After a few more words and a long embrace, the girls kiss not once, but twice–making this episode a television first on many fronts. It’s the first time a primetime drama has shown two lesbian kisses in one episode. It’s the first time in primetime television that a teenage girl has had a romantic relationship with another girl that isn’t just a one-episode experimentation (unlike, say, Holly Marie Combs’ blacked-out kiss with her friend in Picket Fences in 1993). The producers of Once and Again made it clear that this was not a one-episode experiment by showing the girls happily sneaking a kiss in the kitchen in the next episode, and then holding hands in the series finale.
It’s the first time on a primetime drama that this kind of relationship among teenage girls has been depicted as a relatively positive event. Normally the focus is on the negative repercussions of the girls’ relationship and the problems it causes for their family and friends. The show did explore some of these issues through the parents’ eyes, but overall the emphasis is definitely on the girls’ point of view.
This is only the fourth time a primary character in a television drama has been developed into a lesbian character during the lifetime of the show(the other three are Bianca on All My Children, Willow on Buffy, and Dr. Kerry Weaver on ER). This is in sharp contrast to the large number of boys/men in soap operas or dramas who have gone through this kind of character development.
Despite the much-talked-about kiss, the characters are still only young teenagers and the relationship is commensurate with their age.
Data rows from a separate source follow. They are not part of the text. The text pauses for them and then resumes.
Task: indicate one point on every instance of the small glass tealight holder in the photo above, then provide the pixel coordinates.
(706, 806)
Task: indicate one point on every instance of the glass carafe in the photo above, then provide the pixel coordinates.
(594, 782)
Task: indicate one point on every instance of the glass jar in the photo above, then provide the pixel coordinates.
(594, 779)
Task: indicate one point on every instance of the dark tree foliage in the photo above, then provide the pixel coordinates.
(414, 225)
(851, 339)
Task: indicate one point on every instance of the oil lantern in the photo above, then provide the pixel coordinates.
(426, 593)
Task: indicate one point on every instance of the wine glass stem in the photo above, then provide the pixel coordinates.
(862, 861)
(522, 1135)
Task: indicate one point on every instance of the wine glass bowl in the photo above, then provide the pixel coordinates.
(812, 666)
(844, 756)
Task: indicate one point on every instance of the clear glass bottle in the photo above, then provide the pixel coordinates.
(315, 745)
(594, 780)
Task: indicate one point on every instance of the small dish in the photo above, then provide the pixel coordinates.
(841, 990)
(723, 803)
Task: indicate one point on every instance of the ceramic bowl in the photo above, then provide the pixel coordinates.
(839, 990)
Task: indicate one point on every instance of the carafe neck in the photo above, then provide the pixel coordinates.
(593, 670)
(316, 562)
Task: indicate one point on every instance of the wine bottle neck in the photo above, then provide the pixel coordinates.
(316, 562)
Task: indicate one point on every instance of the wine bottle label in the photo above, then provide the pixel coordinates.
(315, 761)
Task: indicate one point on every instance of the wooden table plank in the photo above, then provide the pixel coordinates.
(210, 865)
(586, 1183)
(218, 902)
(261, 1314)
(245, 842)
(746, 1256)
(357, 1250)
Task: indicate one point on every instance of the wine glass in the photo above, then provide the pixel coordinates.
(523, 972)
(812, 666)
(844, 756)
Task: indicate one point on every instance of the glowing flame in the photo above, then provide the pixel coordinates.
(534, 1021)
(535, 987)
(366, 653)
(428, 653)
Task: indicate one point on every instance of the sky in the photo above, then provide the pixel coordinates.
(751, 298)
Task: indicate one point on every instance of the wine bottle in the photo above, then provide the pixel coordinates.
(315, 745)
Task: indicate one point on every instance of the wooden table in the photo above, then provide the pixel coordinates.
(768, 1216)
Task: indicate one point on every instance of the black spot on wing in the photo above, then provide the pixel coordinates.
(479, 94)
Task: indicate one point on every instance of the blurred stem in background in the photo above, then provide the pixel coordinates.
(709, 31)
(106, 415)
That is, Jessie and Katie’s relationship isn’t depicted as any more sexual than most heterosexual relationships among young teens on TV – it’s still a lot of notes passed back and forth, emotional outbursts, and gazing into each other’s eyes.
In short: it’s sweet and idealistic.
Jessie’s confusion, Katie’s growing anxiety over Jessie’s avoidance, and the final confrontation between the two girls is skillfully handled and, if the Internet message boards after the show are any indication, true to life for many lesbians and bisexual women who had crushes on other girls in high school.
Although the show suffered from last-place ratings for months (in part due to the fact that ABC has changed its time slot seven times in the last three years), the “Gay/Straight Alliance” episode garnered record-breaking ratings for the show and the press was almost all positive, with very little backlash–only one station refused to run the episode. A big improvement over the controversy that ensued when Ellen Degeneres’ character came out on Ellen in 1997.
Unfortunately, the series went back to its usual lackluster ratings for the next few episodes, putting the final nail in the coffin for the show, which has been canceled by ABC. The relationship between the two girls took a backseat to other storylines in the next few episodes, and since they unexpectedly turned out to be the last of the series, the Jessie/Katie storyline could not be pursued further as originally planned.
Which means besides losing one of the higher-quality dramas on television period, we’ll also be losing a unique and powerful portrayal of lesbian/bisexual relationships on television.